Oh my  This is very sad. She will be missed, prayers sent for family and friends.


----------



## Caradana

Terribly sad news.  I remember Kathy as an especially lovely lady.  My thoughts with her family at this sorrowful time.


----------



## newmousecateer2

My deepest sympathy to her family.


----------



## nativetxn

I'm so shocked and sad to read this.  Bless her heart.  She is in my prayers, as well as her family.

This is just heartbreaking to hear.  She was a dear soul and always kind to others.  She will be sorely missed 

Katholyn


----------



## CamColt

OMG!!!  I was just thinking of her yesterday, wondering if she would be coming to the Boston Dis meet.   Oh this is such sad news! 
She will be missed.


----------



## mickeyboat

My condolences to her family and friends.  I am so sad. 

Denae


----------



## Blondy876

I'm so sorry.  My sincerest condolences to the family.


----------



## Leota

How terribly sad. My condolances to her family....


----------



## Miss Jasmine

I had to read the thread title twice before opening. This is so tragic. I didn't really know her, but I enjoyed her posts. Prayers to her family and friends. She will be missed here.


----------



## Flounder's Friend

So sad.  I remember her posts well.


----------



## momoftwins

prayers to her family.


----------



## poohandwendy

Oh, I am so sorry to hear this, she will be missed.  My condolences to her family.


----------



## jrydberg

Condolences to the family.  Sad news.


----------



## Rachie0507

kathy and her family will be in my prayers.  so sad


----------



## CookieGVB

How sad.  

Prayers going to her family.


----------



## skuttle

How sad.   My condolences to her family.


----------



## Sparx

Oh my! I am shocked!


----------



## luv2nascar

oh how sad.  prayers.


----------



## Flyfly_Eclipse

How sad.   I did not know her, but I probably read some of her posts. Still, this news isn't taken lightly for me, as I know the pain and emptiness those directly affected may be feeling. Many prayers for them.


----------



## Gaspode

Such sad news.

I remember her from the exchanges and always enjoyed her posts. 
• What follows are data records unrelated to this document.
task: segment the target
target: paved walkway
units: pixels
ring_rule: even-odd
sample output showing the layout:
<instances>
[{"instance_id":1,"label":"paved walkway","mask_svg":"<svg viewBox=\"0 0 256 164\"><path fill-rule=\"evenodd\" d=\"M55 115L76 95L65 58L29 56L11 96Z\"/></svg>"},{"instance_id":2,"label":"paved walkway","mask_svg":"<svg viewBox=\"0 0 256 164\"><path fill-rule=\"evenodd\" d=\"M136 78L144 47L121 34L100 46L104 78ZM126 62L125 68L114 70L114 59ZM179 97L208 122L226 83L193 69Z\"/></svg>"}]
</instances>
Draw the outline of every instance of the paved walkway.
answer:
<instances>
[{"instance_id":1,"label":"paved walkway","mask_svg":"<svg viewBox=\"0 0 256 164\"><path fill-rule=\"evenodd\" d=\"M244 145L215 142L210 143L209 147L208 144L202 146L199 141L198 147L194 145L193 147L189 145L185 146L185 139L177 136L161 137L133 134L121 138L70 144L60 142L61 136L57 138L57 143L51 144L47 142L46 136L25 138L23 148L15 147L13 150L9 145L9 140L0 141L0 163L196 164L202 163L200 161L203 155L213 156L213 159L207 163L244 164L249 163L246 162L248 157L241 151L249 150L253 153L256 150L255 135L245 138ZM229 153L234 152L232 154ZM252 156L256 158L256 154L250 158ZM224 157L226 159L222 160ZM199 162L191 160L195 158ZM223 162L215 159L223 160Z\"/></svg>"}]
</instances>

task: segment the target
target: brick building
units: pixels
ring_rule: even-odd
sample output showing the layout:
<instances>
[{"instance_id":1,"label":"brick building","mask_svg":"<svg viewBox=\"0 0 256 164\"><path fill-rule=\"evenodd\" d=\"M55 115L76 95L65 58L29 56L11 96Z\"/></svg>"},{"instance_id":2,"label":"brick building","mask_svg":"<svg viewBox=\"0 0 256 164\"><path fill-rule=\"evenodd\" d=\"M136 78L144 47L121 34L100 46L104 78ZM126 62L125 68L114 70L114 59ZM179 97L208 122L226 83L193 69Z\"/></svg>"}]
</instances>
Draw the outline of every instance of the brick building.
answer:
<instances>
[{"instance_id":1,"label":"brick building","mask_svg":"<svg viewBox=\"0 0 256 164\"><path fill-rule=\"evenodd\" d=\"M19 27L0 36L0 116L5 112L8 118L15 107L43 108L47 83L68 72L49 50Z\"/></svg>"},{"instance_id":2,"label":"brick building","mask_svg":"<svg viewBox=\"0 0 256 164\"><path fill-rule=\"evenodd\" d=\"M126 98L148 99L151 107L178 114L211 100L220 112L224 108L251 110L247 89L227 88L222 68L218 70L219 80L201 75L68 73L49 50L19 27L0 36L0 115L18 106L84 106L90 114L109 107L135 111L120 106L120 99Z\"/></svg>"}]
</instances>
My prayers and thoughts are with Kathy's family at this time 

Melissa


----------



## HomeSweetDisney

Lots of   to her family and friends.


----------



## MickeysMommy

How sad.  My thoughts and prayers are with her husband and family.


----------



## SillyMe

My thoughts and prayers go out to her family.


----------



## Boo'sMom

my deepest sympathies


----------



## KatelynnsAuntie

Such tragic news.   Many prayers and thoughts for her family and friends.


----------



## Minnesota!

My prayers to Kathy's family.  How sad.  ((((hugs))))


----------



## Kirby

Such sad news!


----------



## Mimi Q

Sad news. Prayer said for her family.


----------



## kejoda

What a sweet wonderful lady she was.  Many prayers for the family and those that feel the loss.


----------



## cvemom

My thoughts and prayers are with the family. I was so shocked and sad to hear the news. Kathy will be missed.


----------



## monarchsfan16

My thoughts and prayers go out to her family.


----------



## KIRSTIN'S MOMMY

Prayers and condolences to her family. She will be missed.


----------



## Meriweather

How very sad 
She was always in my Yankee Candle exchanges. I will miss her.
Best wishes to her family.
I do have her address and will send a card 
So shocking


----------



## Deb in IA

Thanks for the reminder, Meriweather.  

If anyone wants Kathy's home address to send cards directly to Joe, let me know and I'll PM you.


----------



## Poohbear123

Prayers for the family.....


----------



## 2angelsinheaven

So sad! Sending a pray to all of her loved ones way.


----------



## Strawberry Lemonade

How sad.  My thoughts are with her family.


----------



## DD2Disney

Very sorry to hear this news.  Prayers to all family and friends.

Tricia


----------



## Tartan Tigger

My thoughts are with her family, this is so sad.


----------



## Chipperdini

A few years ago I enjoyed emailing with Kathy.  I've missed her since that time.  My condolence to her loved ones.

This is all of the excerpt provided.